# Deadly Nightshade in compost?



## ladyrua (May 26, 2006)

Hello all! I am new to the forum - I'll post a more complete intro of myself tomorrow, but I have a quick question:

Can I put cuttings off deadly nightshade into the compost bin? I'm planning on using the compost for vegies, but I'm not sure if the bad parts of the nightshade will somehow hurt them (or me!). This is probably a silly question, but I've learned so much off these boards just by lurking, I'm sure someone here can help!!

Thank you.


----------



## Pony (Jan 6, 2003)

I've looked high and low through Google and cannot find a comment one way or the other on composting deadly nightshade... But as everything reduces to compost anyway, I should think the poison (which is in the berries) should be rendered harmless by the time you have your finished compost.

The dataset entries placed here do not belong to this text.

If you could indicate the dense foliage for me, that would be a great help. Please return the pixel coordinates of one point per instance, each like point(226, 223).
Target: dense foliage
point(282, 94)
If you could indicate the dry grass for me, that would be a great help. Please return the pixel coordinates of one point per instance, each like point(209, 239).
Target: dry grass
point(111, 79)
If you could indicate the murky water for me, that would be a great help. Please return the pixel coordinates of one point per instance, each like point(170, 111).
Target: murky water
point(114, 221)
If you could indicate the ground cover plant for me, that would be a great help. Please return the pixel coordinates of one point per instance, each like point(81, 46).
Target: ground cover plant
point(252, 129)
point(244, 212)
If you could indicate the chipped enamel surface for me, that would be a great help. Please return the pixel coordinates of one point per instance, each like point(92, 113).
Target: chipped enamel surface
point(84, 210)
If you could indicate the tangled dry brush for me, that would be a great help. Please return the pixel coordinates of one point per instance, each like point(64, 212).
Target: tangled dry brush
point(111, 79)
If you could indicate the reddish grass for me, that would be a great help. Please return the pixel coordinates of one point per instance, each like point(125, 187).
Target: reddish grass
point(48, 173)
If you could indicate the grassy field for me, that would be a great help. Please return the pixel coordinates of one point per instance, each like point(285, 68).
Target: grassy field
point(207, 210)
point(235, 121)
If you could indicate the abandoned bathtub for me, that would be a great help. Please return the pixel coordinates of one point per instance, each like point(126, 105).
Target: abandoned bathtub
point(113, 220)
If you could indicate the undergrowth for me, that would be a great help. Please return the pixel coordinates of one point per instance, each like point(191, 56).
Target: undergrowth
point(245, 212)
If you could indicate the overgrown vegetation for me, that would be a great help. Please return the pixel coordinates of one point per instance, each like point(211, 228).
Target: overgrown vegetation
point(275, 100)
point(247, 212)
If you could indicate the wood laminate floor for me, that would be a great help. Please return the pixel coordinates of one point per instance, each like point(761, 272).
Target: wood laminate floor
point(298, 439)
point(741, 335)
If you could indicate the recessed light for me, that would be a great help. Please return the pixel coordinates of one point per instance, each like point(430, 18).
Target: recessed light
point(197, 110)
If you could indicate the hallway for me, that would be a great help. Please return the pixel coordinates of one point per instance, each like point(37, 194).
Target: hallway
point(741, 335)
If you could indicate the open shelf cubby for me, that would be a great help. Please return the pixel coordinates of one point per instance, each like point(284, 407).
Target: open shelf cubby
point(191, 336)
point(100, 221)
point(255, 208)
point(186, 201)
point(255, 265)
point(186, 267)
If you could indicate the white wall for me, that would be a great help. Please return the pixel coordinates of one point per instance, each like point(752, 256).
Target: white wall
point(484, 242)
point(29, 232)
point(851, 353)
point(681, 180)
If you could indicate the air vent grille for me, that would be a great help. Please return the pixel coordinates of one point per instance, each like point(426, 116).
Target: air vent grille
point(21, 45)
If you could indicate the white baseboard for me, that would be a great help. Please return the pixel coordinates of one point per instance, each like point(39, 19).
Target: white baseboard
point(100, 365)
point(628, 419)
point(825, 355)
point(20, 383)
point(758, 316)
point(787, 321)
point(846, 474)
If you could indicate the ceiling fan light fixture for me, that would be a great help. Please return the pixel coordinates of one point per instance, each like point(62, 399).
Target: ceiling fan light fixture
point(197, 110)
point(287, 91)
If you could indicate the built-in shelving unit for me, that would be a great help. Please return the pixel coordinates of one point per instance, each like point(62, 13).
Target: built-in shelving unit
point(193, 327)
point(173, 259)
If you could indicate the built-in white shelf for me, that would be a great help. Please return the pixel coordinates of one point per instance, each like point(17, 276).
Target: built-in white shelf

But that is just my own thought process, and I would not accept it as Gospel truth! 


Pony!


----------



## Ann Mary (Nov 29, 2004)

If it was me---I'd compost it UNLESS it has set berries. They probably would compost down but just to be sure ---if it had berries--- I'd burn or toss it.


----------



## Paquebot (May 10, 2002)

It is perfectly safe to compost deadly nightshade either as a green vine or ripe fruit. (Same goes for poison ivy and any other plants which are otherwise nasty.) Other than the fact that composting ripe berries means potentially spreading the seeds, there is no basis for NOT composting them. Nightshade fruit is only poisonous if ingested. At last report, compost is something not normally found as a side dish at the family meal!

Martin


----------



## Firefly (Dec 7, 2005)

The one problem I could see is if you have chickens etc. that might get into it. You don't want them eating the berries or seeds.


----------



## ladyrua (May 26, 2006)

I *wish* I had chickens! I'm not ashamed to admit that I'm a "city homesteader"...I live in the city but I have about a half acre vegi garden next to my house! It's doing quite well for being over where two houses were torn down 50 years ago. Thankfully, someone in the past 25 years or so went to the effort to lay down a nice thick layer of top soil over the old foundations...we still find interesting bits of stone and glass though!

In the next year, we'll be moving to our very own land. Till then, I make do!


----------